Moonshot(69)



“I love you,” he said, pulling at the holder of my ponytail.

“I love you too,” I gasped, kissing his neck, the taste of it salty champagne, my hands gripping at his uniform.

“Come home with me tonight. We won. You promised.”

“Tomorrow morning,” I swore. “Just give me until tomorrow.”

“I can’t wait that long.” He kissed me again, his fingers tangling in my hair.

“Yes, you can.” I stepped back, his hands falling, my chest heaving. “I’ll tell him tomorrow.”

“I love you,” he repeated, his eyes stuck on me.

“Always.” I smiled, pulling my hair back, tucking in my shirt. “I’ll call you when I’m on my way.”

I ran back to him for one last kiss, then turned and slipped through the door, leaving him in the dark room, the taste of him still on my lips, my promise hanging in the air. I ran up the service stairwell, toward the sky level, back to Tobey. One flight before the top, I stopped, pulling on my heels, smoothing down my hair, my heart still pounding. Taking a deep breath, I slowly climbed the final stairs, back to Tobey.





107



Even though the deaths had stalked my mind, invaded my thoughts, and dominated my nightmares for over two years, I’d never felt in danger. I’d felt pressure, I’d felt blame, I’d felt guilt—but never fear.

That changed when I rounded the final bend in the stairs and came face to face with evil. The man stood at the top of the landing, and I knew. I knew it instantly, as clearly as I knew my love for Chase. As clearly as I recognized my mistake. As clearly as I now knew a win would not satisfy.

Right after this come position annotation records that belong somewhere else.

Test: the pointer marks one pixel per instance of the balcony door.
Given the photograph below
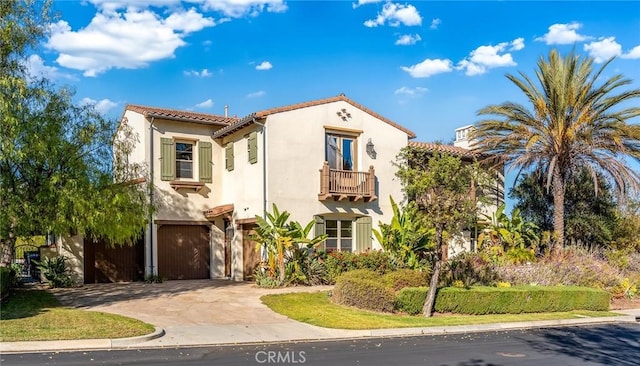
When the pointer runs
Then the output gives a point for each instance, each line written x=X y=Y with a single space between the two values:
x=340 y=152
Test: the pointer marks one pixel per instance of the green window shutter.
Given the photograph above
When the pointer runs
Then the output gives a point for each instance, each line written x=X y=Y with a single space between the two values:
x=252 y=147
x=363 y=233
x=167 y=159
x=319 y=229
x=204 y=161
x=228 y=156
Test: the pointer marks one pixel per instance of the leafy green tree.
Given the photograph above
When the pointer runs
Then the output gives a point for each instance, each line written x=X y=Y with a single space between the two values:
x=285 y=243
x=578 y=118
x=57 y=172
x=407 y=238
x=590 y=212
x=508 y=232
x=440 y=185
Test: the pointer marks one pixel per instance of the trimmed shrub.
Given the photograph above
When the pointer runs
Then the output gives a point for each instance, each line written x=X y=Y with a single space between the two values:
x=337 y=263
x=402 y=278
x=410 y=300
x=472 y=269
x=506 y=300
x=363 y=289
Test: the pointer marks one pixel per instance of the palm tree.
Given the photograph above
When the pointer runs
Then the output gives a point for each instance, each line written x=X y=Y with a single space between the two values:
x=577 y=119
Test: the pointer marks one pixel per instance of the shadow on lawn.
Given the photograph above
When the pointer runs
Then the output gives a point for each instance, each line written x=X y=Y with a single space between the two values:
x=106 y=293
x=617 y=345
x=26 y=302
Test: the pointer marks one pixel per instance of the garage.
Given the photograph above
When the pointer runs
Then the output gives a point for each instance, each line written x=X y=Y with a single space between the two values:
x=105 y=263
x=184 y=252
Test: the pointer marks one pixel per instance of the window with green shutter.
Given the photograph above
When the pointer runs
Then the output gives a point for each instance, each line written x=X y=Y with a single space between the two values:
x=167 y=159
x=204 y=162
x=363 y=233
x=252 y=147
x=228 y=156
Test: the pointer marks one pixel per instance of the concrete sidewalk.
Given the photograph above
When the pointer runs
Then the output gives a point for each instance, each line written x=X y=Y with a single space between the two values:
x=201 y=313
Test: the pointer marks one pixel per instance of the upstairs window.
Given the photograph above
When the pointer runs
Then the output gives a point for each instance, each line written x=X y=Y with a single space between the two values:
x=340 y=151
x=184 y=160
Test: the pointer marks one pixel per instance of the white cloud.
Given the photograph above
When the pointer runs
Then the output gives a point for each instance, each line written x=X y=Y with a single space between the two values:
x=241 y=8
x=203 y=74
x=36 y=68
x=435 y=23
x=563 y=34
x=633 y=54
x=206 y=104
x=126 y=40
x=102 y=106
x=258 y=94
x=408 y=39
x=265 y=65
x=429 y=67
x=365 y=2
x=412 y=92
x=484 y=58
x=603 y=49
x=396 y=14
x=517 y=44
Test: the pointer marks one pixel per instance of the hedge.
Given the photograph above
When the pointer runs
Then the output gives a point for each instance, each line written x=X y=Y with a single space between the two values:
x=363 y=289
x=7 y=279
x=508 y=300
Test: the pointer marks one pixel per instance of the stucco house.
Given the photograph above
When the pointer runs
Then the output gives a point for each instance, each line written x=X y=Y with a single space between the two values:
x=328 y=160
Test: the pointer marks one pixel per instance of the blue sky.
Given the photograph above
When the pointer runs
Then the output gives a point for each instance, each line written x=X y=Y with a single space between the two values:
x=429 y=66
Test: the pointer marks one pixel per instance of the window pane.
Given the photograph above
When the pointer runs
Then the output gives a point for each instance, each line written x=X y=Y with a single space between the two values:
x=332 y=151
x=331 y=244
x=345 y=245
x=184 y=169
x=347 y=154
x=346 y=229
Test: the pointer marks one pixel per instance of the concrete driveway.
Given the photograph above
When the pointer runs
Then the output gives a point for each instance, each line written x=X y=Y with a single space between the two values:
x=198 y=312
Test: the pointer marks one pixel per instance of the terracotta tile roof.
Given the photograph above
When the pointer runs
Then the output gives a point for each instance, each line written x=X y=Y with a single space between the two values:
x=264 y=113
x=442 y=148
x=218 y=210
x=177 y=115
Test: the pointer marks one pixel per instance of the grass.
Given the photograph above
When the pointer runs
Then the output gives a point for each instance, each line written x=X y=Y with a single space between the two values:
x=35 y=315
x=315 y=308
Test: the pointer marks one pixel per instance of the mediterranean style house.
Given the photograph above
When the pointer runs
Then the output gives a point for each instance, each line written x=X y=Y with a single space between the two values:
x=328 y=160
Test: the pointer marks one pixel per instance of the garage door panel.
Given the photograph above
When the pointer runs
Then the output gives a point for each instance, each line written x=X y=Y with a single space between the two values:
x=183 y=252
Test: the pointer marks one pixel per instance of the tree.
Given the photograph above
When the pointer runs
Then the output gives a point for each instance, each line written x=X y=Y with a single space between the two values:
x=285 y=242
x=590 y=218
x=577 y=118
x=58 y=174
x=440 y=185
x=407 y=238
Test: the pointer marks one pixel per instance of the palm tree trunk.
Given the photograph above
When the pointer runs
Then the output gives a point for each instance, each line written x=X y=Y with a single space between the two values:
x=558 y=211
x=427 y=309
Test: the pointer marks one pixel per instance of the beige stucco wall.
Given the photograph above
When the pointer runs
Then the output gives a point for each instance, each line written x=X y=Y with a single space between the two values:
x=296 y=151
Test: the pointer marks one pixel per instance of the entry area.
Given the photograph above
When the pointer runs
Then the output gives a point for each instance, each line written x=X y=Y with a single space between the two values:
x=184 y=252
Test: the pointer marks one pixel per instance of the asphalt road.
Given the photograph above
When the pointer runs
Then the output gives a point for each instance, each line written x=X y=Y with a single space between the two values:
x=613 y=344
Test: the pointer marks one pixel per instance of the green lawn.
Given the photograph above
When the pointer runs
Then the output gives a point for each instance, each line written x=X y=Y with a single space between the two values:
x=315 y=308
x=35 y=315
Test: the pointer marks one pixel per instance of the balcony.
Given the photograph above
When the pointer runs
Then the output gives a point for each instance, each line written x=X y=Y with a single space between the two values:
x=343 y=185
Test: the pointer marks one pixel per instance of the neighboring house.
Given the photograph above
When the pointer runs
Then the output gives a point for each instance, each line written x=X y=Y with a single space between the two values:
x=328 y=160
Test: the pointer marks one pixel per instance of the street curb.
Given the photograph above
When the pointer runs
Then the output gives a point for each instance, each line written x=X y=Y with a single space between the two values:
x=73 y=345
x=122 y=342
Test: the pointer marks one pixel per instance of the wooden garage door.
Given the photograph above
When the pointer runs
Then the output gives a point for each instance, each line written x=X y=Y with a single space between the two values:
x=183 y=252
x=119 y=263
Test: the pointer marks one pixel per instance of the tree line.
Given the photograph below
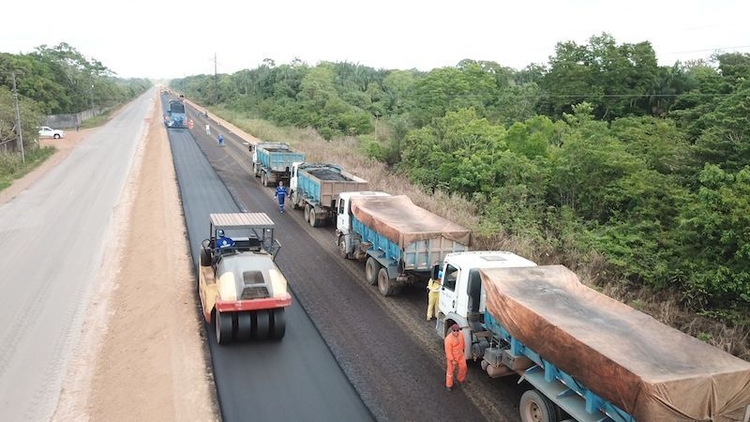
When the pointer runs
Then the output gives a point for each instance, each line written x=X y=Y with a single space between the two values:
x=598 y=154
x=57 y=80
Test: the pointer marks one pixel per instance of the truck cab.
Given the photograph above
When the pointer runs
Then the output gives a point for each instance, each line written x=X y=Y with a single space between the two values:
x=344 y=210
x=462 y=300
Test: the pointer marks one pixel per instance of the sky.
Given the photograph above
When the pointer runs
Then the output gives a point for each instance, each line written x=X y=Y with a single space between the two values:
x=173 y=39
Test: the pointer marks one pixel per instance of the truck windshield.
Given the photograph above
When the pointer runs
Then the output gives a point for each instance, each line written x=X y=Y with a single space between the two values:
x=450 y=277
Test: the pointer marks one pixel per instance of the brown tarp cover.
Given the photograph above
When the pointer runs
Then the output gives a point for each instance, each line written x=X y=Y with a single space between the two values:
x=648 y=369
x=403 y=222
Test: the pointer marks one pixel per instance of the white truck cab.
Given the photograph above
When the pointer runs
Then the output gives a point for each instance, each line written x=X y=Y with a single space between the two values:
x=462 y=299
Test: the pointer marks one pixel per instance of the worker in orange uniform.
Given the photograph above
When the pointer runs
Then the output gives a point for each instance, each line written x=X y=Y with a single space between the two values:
x=433 y=287
x=454 y=356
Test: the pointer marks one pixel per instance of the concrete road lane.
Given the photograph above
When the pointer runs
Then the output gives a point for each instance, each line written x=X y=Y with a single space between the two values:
x=55 y=235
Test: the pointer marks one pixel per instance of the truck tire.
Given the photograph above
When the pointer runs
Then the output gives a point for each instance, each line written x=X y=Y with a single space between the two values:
x=372 y=266
x=313 y=218
x=306 y=212
x=244 y=326
x=262 y=324
x=536 y=407
x=223 y=325
x=342 y=248
x=386 y=285
x=278 y=324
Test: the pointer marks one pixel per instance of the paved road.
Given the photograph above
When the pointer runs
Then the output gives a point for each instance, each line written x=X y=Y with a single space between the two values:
x=389 y=353
x=296 y=379
x=55 y=234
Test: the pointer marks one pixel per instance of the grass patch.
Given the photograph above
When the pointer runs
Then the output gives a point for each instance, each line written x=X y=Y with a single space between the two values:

I hesitated, his name taking a second, my mind sluggish in the face of danger. Finally, it came, a squeak off my lips.





“It wasn’t about me trying to be God. I was just in a unique position to see into a part of the Grants’ lives that no one else could. And that position came with a degree of responsibility. Tobey and Ty were one of those meant-to-be couples. And that was really that. They just couldn’t seem to move out of their own way to make that happen.”

Dan Velacruz, New York Times





108



“Dan?”

Of anyone I’d ever pictured, Dan Velacruz was the last person I’d ever thought capable of murder. I’d known him for over a decade, his face appearing whenever anything newsworthy happened, his pieces guaranteed to paint us in a positive light.

Nothing, in that moment, in that empty stairwell, seemed positive. I stared at him and tried to figure out the pieces I was missing from this puzzle. He pulled his hand out of his cheap suit pocket, and I watched, time stuttering to a stop, as he opened the blade.

I stepped backward, and felt the edge of the stair, my descent stopped as I balanced at the top of the flight. “Please.” The word was tissue paper against fire, a whisper of smoke that he couldn’t have heard. He stepped toward me, and my hand tightened on the railing.

I could run. I could kick off these damn heels and sprint, barefoot, down the flight. But kicking off Louboutin slingbacks wasn’t an easy task, and it would certainly eat up precious seconds, seconds where his fingers would close on me and that knife could gut me. Just like Rachel’s side. Just like April’s neck. An image of Tiffany flashed before me, her eyes blank, her mouth open, her caked and dried tongue sticking out slightly through the opening in her lips. My tongue would not dry. I’d be found before then, unless he planned on sneaking me out of Yankee Damn Stadium after a World Series win. The win reminded me of the curse, a curse that should be beaten, our fans safe. I found my voice, the edge of my left heel hanging off the edge of the step. “We won,” I said weakly. “Shouldn’t everything be fine? I mean…”

“You thought the killings would stop,” he stated, seeing my thought process, a look, almost pity, crossing his face.

“Yes.” He shouldn’t be here, in this stairwell. It was a private one, for staff only, used for emergencies when the staff elevators were too busy, the stale air in here proof of their non-use.

“I didn’t kill them because of the World Series, Ty. That…” he waved his hand into empty space, the knife in it flashing, “that was an assumption the papers made, an assumption the police adopted, all of it embraced by the fans. Only Yankee fans would make this all about baseball.”

“It wasn’t a stretch,” I pointed out, my stupid mouth unable to contain itself. “The Yankees’ necklace, the girl in the jersey right outside our gates—”

“Oh, Ty,” he interrupted, his voice quiet and sad, stepping forward. Closer. Closer. The knife in arm’s reach. If he punched out, right now, it could hit so many vulnerable places. My stomach, cutting across the faint stretch marks that showed in harsh light. My heart, so full and happy, just minutes earlier. My lungs, empty caverns that had suddenly forgotten how to function. I watched it, his hands stilling as he stopped, and I lifted my gaze slowly, carefully, to his face. A face filled with so much pity that I almost forgot he was the enemy. “You are so much smarter than this. Think.”

I tried to think. I tried to understand. I tried to see an escape to this madness. But my mind failed me on all three fronts. Instead, I began to panic, painful bits of the past pushing forward.